Bootstrap

Asymptotic analysis applies when sample size is large, and results are limited to statistics that are analytically tractable. {Efron1979} introduced the bootstrap as an empirical alternative to asymptotic analysis, which uses resamples from a single sample to estimate the probabilistic distribution of a statistic, especially its standard error. Reference books include {Efron and Tibsharani 1993}, and {Davison and Hinkley 1997}.

Sample size, \(N\); Bootstrap repetition, \(B\); Coefficient of interest, \(\beta_1\); Null hypothesis, \(H_0: \beta_1 = \beta_1^0 \); Estimator, \(\hat{\beta}\); Bootstrap estimator, \( \hat{\beta}_{1b}^* \), which may be different from the standard estimator; Restricted estimator, \(\hat{\beta}^R\); Residuals \(\mathbf{u}\); Estimator of standard error, \(s\); Wald test, \(w = (\hat{\beta}_1 - \beta_1^0) / s_{\hat{\beta}_1}\); Significance level, \(\alpha\);

Implementation

Bootstrap can be implemented with specific choices of resampling method and inference procedure.
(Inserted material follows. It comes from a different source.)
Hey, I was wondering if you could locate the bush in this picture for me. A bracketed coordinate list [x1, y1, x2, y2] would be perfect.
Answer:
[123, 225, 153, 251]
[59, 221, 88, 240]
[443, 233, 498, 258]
Bootstrap resampling methods

Pairs bootstrap (case bootstrap, non-parametric bootstrap): regressors and regressant are always paired together;
Residual bootstrap: regressant is constructed from randomized sample residuals;
Wild bootstrap: regressant is constructed by flipping the sign of sample residual with equal probability (Rademacher weights);

Residual bootstrap assumes iid residuals; Wild bootstrap is applicable to heteroskedastic models;

Bootstrap inference procedures

Bootstrap-t (percentile-t) {Efron1981}: use OLS estimates of the standard error of the sample and resamples, reject by bootstrap distribution;
Bootstrap-se: use bootstrap estimate of the standard error \(\hat{\sigma}_{\hat{\beta}_1} = s_{\hat{\beta}_{1B}^* }\), reject by normal distribution;

Imposing the null hypothesis: restricted OLS estimator and residuals;

Asymptotic refinement: Asymptotically pivotal statistic has faster convergence rate relative to using first-order asymptotic theory.

Clustered Data

Observational units are grouped in a way such that errors are independent across clusters but correlated within.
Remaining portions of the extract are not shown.